I turned off every light in my office, cranked up my monitor to max brightness, then I changed the colour on the screen to turn my room red or green or pink. Despite the terrible image quality, I enjoyed looking at myself in the webcam as my outfits took on a vivid new hue.

Here are three pictures with my current office lit up in different colours, each with a distinct vibe:

A photo of me in a red room. Most of the background has faded to dark red, and my face is glowing red in the middle of the frame.A photo of me in a green room. The background is more visible, a shade of clover green, while my face looks positively radioactive.A photo of me in a blue room. Everything is dark and moody, like in a sci-fi film.

For a while I was using Keynote to change my screen colour, and Photo Booth to use the webcam. It worked, but juggling two apps was clunky, and a bunch of the screen was taken up with toolbars or UI that diluted the colour.
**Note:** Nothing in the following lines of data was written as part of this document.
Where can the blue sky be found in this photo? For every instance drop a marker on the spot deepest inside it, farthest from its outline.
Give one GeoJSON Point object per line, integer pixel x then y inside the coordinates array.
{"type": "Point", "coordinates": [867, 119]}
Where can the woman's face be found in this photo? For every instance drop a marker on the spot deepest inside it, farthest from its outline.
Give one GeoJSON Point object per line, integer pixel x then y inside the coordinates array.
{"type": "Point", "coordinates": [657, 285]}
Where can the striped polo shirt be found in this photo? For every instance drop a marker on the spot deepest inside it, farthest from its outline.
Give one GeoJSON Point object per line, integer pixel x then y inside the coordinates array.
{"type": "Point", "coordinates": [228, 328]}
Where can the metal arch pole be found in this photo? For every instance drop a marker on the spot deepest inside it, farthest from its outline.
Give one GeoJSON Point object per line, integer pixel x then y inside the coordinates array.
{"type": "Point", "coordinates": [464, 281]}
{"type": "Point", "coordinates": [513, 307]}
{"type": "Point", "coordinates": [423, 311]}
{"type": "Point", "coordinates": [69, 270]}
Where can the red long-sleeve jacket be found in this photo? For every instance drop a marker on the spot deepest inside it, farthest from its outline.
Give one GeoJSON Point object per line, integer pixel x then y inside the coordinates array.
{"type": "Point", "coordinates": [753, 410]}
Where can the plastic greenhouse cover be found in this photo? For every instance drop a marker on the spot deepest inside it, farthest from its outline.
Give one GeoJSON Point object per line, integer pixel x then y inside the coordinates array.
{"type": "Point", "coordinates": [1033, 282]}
To make it easier, I built a tiny web app that helps me take these silly pictures. It’s mostly a solid colour background, with a small preview from the webcam, and buttons to take a picture or change the background colour. It’s a fun little toy, and it’s lived on my desktop ever since.

Here’s a screenshot:

Screenshot of a web page which is mostly hot pink, with two small inline pictures of me in my office. One picture is very pink (the current view) and the other is less pink (a photo taken a few seconds prior). Below the current view are three buttons to allow camera permissions, take a picture, and change the colour.

If you want to play with it yourself, turn out the lights, crank up the screen brightness, and visit alexwlchan.net/fun-stuff/gumdrop.html. All the camera processing runs locally, so the webcam feed is completely private – your pictures are never sent to me or my server.

The picture quality on my webcam is atrocious, even more so in a poorly-lit room, but that’s all part of the fun. One thing I discovered is that I prefer this with my desktop webcam rather than my iPhone – the iPhone is a better camera, but it does more aggressive colour correction. That makes the pictures less goofy, which defeats the purpose!

I’m not going to explain how the code works – most of it comes from an MDN tutorial which explains how to use a webcam from an HTML page, so I’d recommend reading that.

I don’t play dress up as much as I used to, but on occasion I’ll still break it out and amuse myself by seeing what I look like in deep blue, or vivid green, or hot pink. It’s also how I took one of my favourite pictures of myself, a witchy vibe I’d love to capture more often:

A picture of me smiling at the camera from inside my office. The room is lit up in a moody green, I have dark lipstick and a dark dress, and some cat ears vaguely visible. I am absolutely beaming with joy.

Computers can be used for serious work, but they can do silly stuff as well.